As marketers, our job is often to design, produce, and create a wide variety of content that can be used across social channels, blog posts, and emails.
This often involves using a variety of design tools – including Adobe Photoshop, Canva, and even Getty Images.
And yet we often don’t pause to consider: Can I actually use this software for business purposes?
Most likely, your team has already ensured that you have a commercial license to use the products you have designed for business purposes.
Although it is a legal term, it is important that you are familiar with the concept of “commercial use” as a marketer so that you can ensure that you are complying with the law when creating and distributing content.
Here, let’s examine the differences between commercial and non-commercial use.
What is commercial use?
Commercial use describes any activity in which you use a product or service for financial gain. This also applies if you use software to create marketing materials as those materials are used for business purposes to increase sales. Commercial activities include designing goods or creating images for online or offline advertising.
Simply put, any activity you do in your business is considered a “commercial use” because the ultimate goal of that activity is to increase sales.

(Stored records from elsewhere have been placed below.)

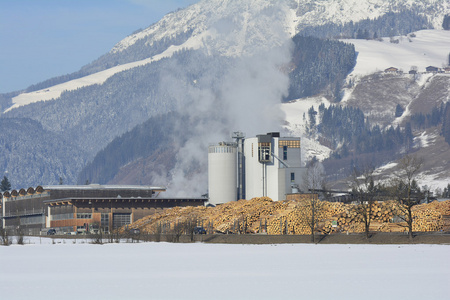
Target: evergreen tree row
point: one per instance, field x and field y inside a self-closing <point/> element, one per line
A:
<point x="390" y="24"/>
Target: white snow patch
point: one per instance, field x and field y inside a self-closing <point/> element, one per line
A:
<point x="55" y="92"/>
<point x="213" y="271"/>
<point x="428" y="48"/>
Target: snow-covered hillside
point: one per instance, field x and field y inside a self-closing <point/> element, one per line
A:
<point x="207" y="271"/>
<point x="421" y="49"/>
<point x="234" y="28"/>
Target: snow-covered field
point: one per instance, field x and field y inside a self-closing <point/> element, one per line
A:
<point x="65" y="270"/>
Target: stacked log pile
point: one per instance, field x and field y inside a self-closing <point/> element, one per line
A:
<point x="262" y="215"/>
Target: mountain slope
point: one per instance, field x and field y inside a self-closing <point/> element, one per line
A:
<point x="213" y="63"/>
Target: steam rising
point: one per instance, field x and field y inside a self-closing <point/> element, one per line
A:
<point x="232" y="92"/>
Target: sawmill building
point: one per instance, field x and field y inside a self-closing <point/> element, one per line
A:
<point x="77" y="209"/>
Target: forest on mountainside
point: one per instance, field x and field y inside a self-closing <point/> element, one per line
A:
<point x="156" y="134"/>
<point x="319" y="65"/>
<point x="32" y="155"/>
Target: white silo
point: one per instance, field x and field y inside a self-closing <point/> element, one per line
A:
<point x="222" y="173"/>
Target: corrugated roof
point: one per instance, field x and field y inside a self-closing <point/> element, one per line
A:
<point x="105" y="187"/>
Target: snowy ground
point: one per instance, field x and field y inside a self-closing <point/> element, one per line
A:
<point x="427" y="48"/>
<point x="205" y="271"/>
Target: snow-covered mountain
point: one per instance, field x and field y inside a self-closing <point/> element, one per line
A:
<point x="214" y="62"/>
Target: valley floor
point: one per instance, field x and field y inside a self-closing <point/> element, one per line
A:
<point x="74" y="269"/>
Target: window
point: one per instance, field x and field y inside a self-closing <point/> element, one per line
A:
<point x="84" y="216"/>
<point x="120" y="220"/>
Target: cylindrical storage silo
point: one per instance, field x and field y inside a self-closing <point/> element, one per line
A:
<point x="222" y="173"/>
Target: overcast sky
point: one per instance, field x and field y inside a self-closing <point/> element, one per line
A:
<point x="40" y="39"/>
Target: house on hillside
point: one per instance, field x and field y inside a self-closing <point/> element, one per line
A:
<point x="431" y="69"/>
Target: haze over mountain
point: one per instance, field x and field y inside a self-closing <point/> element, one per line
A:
<point x="217" y="67"/>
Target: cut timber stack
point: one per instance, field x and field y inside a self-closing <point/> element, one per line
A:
<point x="294" y="217"/>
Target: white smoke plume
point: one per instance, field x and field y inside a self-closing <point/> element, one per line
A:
<point x="241" y="94"/>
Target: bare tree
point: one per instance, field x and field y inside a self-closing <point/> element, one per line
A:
<point x="311" y="208"/>
<point x="405" y="190"/>
<point x="4" y="237"/>
<point x="363" y="188"/>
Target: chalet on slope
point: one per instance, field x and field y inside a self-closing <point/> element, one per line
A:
<point x="432" y="69"/>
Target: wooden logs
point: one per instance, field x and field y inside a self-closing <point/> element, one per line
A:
<point x="262" y="215"/>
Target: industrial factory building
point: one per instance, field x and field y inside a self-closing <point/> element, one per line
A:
<point x="71" y="209"/>
<point x="262" y="166"/>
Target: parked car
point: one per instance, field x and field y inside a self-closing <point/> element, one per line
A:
<point x="51" y="231"/>
<point x="199" y="230"/>
<point x="135" y="231"/>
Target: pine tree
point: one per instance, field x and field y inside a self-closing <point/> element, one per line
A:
<point x="446" y="123"/>
<point x="399" y="111"/>
<point x="5" y="185"/>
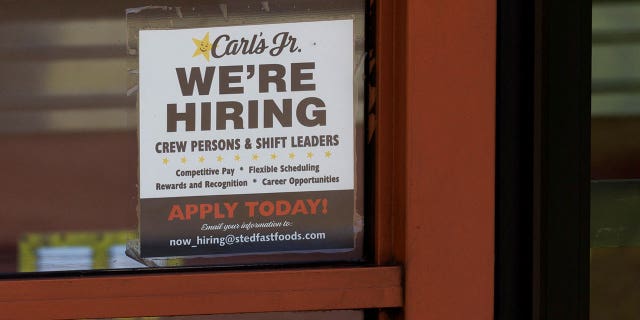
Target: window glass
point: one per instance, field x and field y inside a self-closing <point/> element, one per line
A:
<point x="69" y="120"/>
<point x="615" y="173"/>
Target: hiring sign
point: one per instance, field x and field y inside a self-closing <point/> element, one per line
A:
<point x="246" y="139"/>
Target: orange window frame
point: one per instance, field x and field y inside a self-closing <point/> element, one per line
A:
<point x="434" y="197"/>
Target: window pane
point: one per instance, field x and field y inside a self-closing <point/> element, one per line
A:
<point x="615" y="187"/>
<point x="69" y="129"/>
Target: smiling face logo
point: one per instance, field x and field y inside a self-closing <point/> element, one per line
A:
<point x="203" y="47"/>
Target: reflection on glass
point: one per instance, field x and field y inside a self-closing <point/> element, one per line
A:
<point x="68" y="124"/>
<point x="615" y="161"/>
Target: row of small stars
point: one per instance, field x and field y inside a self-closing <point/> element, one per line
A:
<point x="254" y="157"/>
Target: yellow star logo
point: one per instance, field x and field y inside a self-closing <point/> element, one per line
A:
<point x="203" y="47"/>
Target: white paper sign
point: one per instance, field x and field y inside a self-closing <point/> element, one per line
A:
<point x="246" y="109"/>
<point x="247" y="128"/>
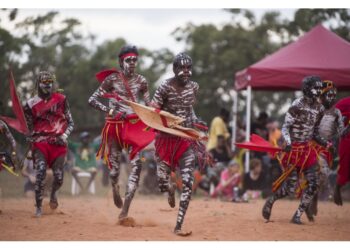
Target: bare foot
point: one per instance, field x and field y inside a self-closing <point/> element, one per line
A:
<point x="182" y="233"/>
<point x="127" y="222"/>
<point x="171" y="197"/>
<point x="53" y="204"/>
<point x="118" y="202"/>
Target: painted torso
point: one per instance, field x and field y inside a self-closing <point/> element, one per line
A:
<point x="300" y="120"/>
<point x="177" y="101"/>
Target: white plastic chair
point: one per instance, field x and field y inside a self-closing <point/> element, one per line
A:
<point x="75" y="187"/>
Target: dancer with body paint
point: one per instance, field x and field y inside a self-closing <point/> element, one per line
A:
<point x="127" y="85"/>
<point x="331" y="127"/>
<point x="298" y="131"/>
<point x="50" y="123"/>
<point x="177" y="96"/>
<point x="5" y="157"/>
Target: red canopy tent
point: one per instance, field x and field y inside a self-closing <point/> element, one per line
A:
<point x="319" y="52"/>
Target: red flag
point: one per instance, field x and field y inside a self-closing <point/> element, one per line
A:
<point x="257" y="143"/>
<point x="20" y="123"/>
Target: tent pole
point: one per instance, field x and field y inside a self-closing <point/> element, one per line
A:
<point x="248" y="115"/>
<point x="234" y="120"/>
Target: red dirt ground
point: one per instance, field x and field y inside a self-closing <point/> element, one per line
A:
<point x="91" y="218"/>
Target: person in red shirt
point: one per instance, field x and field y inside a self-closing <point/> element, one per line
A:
<point x="50" y="123"/>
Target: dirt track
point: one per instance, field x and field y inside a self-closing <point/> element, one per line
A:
<point x="90" y="218"/>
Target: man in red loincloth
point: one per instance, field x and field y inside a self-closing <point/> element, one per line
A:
<point x="50" y="123"/>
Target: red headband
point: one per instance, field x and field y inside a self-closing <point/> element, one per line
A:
<point x="128" y="54"/>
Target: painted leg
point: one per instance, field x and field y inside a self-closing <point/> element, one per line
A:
<point x="40" y="167"/>
<point x="75" y="172"/>
<point x="308" y="194"/>
<point x="114" y="161"/>
<point x="164" y="183"/>
<point x="187" y="168"/>
<point x="93" y="174"/>
<point x="287" y="188"/>
<point x="58" y="173"/>
<point x="133" y="183"/>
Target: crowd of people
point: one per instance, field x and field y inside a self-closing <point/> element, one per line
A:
<point x="177" y="159"/>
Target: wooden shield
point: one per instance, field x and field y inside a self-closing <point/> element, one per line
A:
<point x="155" y="120"/>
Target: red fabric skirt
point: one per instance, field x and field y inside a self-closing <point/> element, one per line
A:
<point x="128" y="133"/>
<point x="50" y="151"/>
<point x="170" y="148"/>
<point x="344" y="161"/>
<point x="304" y="155"/>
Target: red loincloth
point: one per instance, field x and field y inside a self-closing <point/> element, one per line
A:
<point x="130" y="132"/>
<point x="50" y="151"/>
<point x="303" y="155"/>
<point x="170" y="148"/>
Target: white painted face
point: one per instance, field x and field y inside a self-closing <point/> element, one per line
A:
<point x="184" y="72"/>
<point x="46" y="88"/>
<point x="129" y="64"/>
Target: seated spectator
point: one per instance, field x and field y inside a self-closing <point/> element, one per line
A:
<point x="255" y="183"/>
<point x="85" y="159"/>
<point x="230" y="178"/>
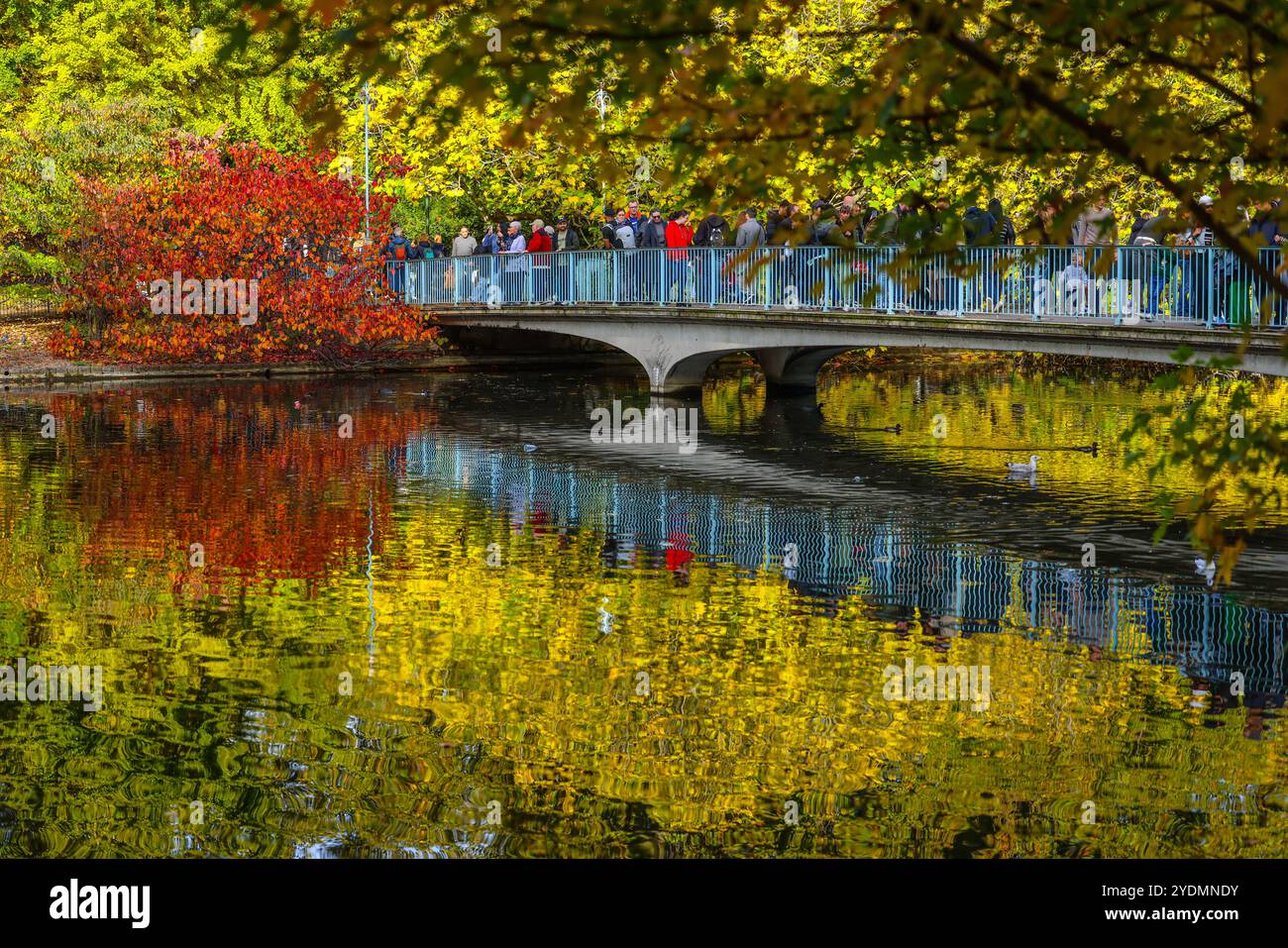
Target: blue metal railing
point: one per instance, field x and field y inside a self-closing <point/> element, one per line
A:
<point x="1125" y="283"/>
<point x="851" y="550"/>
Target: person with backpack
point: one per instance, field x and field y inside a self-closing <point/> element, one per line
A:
<point x="978" y="227"/>
<point x="395" y="254"/>
<point x="1269" y="231"/>
<point x="653" y="263"/>
<point x="608" y="231"/>
<point x="1196" y="265"/>
<point x="708" y="262"/>
<point x="748" y="236"/>
<point x="627" y="263"/>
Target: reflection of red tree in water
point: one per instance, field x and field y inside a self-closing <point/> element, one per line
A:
<point x="269" y="491"/>
<point x="678" y="553"/>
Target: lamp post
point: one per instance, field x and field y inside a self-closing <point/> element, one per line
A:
<point x="366" y="154"/>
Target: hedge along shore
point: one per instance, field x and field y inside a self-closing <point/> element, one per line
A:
<point x="88" y="372"/>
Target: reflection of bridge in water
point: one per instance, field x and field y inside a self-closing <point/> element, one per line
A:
<point x="833" y="552"/>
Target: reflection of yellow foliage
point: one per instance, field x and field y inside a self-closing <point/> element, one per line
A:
<point x="506" y="683"/>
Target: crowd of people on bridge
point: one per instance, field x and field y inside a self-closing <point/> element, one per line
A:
<point x="1194" y="273"/>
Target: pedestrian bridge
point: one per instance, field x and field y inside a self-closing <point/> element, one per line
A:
<point x="675" y="312"/>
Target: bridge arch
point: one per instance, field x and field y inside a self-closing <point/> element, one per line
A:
<point x="675" y="347"/>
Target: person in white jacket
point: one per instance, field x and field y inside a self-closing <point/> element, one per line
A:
<point x="516" y="265"/>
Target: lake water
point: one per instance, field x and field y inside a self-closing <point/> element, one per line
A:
<point x="403" y="633"/>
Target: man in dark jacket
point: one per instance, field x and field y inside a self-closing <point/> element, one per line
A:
<point x="653" y="239"/>
<point x="1267" y="231"/>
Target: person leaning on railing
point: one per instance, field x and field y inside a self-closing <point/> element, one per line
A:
<point x="653" y="240"/>
<point x="540" y="247"/>
<point x="1267" y="230"/>
<point x="679" y="239"/>
<point x="566" y="240"/>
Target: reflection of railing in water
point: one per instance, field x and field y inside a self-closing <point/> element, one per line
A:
<point x="898" y="567"/>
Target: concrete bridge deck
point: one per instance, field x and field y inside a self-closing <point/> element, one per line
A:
<point x="677" y="344"/>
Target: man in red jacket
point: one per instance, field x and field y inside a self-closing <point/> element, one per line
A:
<point x="679" y="235"/>
<point x="541" y="247"/>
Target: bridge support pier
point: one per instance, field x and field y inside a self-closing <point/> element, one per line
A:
<point x="794" y="368"/>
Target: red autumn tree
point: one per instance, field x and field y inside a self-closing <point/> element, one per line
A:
<point x="278" y="232"/>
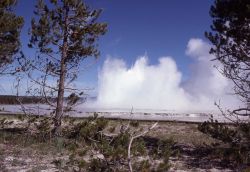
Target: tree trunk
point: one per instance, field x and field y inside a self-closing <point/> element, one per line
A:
<point x="60" y="95"/>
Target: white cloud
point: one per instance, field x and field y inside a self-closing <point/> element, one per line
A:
<point x="160" y="86"/>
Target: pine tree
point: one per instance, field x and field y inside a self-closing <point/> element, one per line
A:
<point x="65" y="33"/>
<point x="10" y="27"/>
<point x="230" y="36"/>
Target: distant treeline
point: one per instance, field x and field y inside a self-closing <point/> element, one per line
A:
<point x="10" y="99"/>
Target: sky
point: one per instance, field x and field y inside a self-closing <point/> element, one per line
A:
<point x="138" y="27"/>
<point x="153" y="50"/>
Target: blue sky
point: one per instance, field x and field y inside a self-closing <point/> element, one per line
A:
<point x="135" y="27"/>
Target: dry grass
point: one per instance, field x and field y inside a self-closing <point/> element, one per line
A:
<point x="22" y="152"/>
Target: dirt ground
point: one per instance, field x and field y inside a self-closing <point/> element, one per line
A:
<point x="18" y="153"/>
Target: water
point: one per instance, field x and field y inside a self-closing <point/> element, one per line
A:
<point x="133" y="114"/>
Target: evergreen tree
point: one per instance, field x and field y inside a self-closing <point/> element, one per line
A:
<point x="230" y="36"/>
<point x="65" y="33"/>
<point x="10" y="27"/>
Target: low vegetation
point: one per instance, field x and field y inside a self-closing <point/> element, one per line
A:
<point x="98" y="144"/>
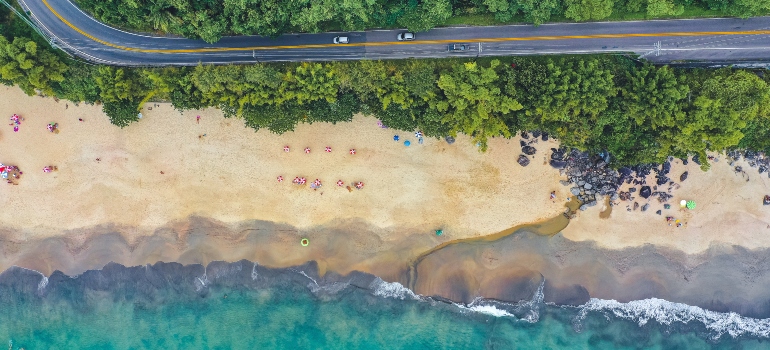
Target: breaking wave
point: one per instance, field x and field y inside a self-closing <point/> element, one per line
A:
<point x="669" y="313"/>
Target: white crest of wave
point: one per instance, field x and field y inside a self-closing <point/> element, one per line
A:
<point x="487" y="309"/>
<point x="666" y="312"/>
<point x="391" y="290"/>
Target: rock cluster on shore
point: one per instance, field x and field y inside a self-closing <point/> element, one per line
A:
<point x="757" y="160"/>
<point x="590" y="178"/>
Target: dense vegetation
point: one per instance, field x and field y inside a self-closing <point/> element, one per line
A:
<point x="637" y="112"/>
<point x="211" y="19"/>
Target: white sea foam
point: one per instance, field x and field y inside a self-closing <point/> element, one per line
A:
<point x="667" y="313"/>
<point x="254" y="274"/>
<point x="41" y="285"/>
<point x="393" y="290"/>
<point x="487" y="309"/>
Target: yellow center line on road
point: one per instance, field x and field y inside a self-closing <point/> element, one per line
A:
<point x="389" y="43"/>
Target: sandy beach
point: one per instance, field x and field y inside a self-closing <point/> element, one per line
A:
<point x="729" y="211"/>
<point x="162" y="170"/>
<point x="229" y="175"/>
<point x="217" y="199"/>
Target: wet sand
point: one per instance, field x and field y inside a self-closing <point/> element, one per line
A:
<point x="218" y="199"/>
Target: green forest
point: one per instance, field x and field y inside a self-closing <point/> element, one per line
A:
<point x="212" y="19"/>
<point x="638" y="112"/>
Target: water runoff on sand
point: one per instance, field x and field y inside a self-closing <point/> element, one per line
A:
<point x="245" y="306"/>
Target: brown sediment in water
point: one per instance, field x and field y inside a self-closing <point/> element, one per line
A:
<point x="547" y="227"/>
<point x="509" y="266"/>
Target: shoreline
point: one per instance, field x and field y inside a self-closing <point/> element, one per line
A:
<point x="510" y="268"/>
<point x="217" y="199"/>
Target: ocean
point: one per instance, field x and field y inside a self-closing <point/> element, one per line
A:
<point x="243" y="305"/>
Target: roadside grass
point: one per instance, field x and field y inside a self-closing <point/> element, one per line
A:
<point x="488" y="19"/>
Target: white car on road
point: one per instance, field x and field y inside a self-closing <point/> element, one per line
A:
<point x="405" y="37"/>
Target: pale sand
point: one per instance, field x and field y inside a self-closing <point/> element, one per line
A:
<point x="729" y="211"/>
<point x="230" y="175"/>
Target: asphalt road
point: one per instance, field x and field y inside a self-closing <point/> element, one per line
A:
<point x="708" y="41"/>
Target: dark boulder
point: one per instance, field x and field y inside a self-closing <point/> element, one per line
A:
<point x="625" y="172"/>
<point x="529" y="150"/>
<point x="645" y="192"/>
<point x="523" y="160"/>
<point x="665" y="168"/>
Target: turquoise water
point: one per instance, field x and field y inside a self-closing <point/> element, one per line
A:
<point x="292" y="313"/>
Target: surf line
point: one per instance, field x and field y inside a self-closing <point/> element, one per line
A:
<point x="548" y="227"/>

Therefore, you must acquire the appropriate commercial license agreement with any third-party design software or tools that you will use to complete your project.
Commercial use also extends to offline activities. For example, let’s say you use Adobe to design a billboard sign and FontCreator to edit the font that you use for that billboard. In this case, you are using the billboard for business purposes with a desire to make a financial return from your ad – which means that it is for commercial use.
Before creating your billboard, make sure that you have a commercial license agreement with Adobe and FontCreator. Otherwise, these companies could take legal action against you.
For example, in the Adobe Terms of Service, they stated the following in relation to their NFR licenses (non-functional requirements): “You may only install and use the NFR version for the period and for the purposes specified in the delivery of the NFR version You may not use any materials you produce with the NFR version for commercial purposes. “
So if you bought the NFR version from Adobe, you can only use the software for non-commercial purposes. But what does non-commercial use actually mean? Let’s examine that next.
What is non-commercial use?
A non-commercial activity is one that does not involve a financial transaction. This often limits your options to personal use only. For example, you can use certain tools or software on a school project, to design a gift for a loved one, or even to decorate your home.
Noncommercial use includes any activity that you engage in that you do not intend to market or sell for profit. Common examples of non-commercial use often relate to education. For example, let’s say you’re using the same Adobe and FontCreator design software listed above. With that exception, a presentation will be made for your college history class this time around.
Since you are not making money off of your presentation, it falls under noncommercial use and is fair game.
Additionally, people often use certain software, or even brand logos, when designing gifts for loved ones. If your little brother is obsessed with Disney, you can turn him into a Disney-themed homemade blanket and use the Disney logo. Since you are not selling this blanket for profit, it is allowed.
However, you are not allowed to sell the same blanket on Etsy as you do not have a commercial license to use the Disney logo and would expect money in exchange for your design.
The final definition that we should cover is “limited commercial use” which falls in a gray area between commercial and non-commercial uses.
Simply put, limited commercial use means that you can use the software, design, logo, or tool on the products you want to sell – but only for a limited amount. For example, let’s say you have a Getty Image agreement that says you can re-use an image up to 5,000 times for limited commercial use.
This means that if you plan to distribute the design to an audience of 5,000+ people, you won’t want to use this image. However, if you want to design materials that will only be sent to 100 of your top customers, it is acceptable to use this image for those materials.
Of course, when in doubt, you should consult with your legal team to ensure that you are complying with legal requirements when creating marketing materials that you plan to use in your company.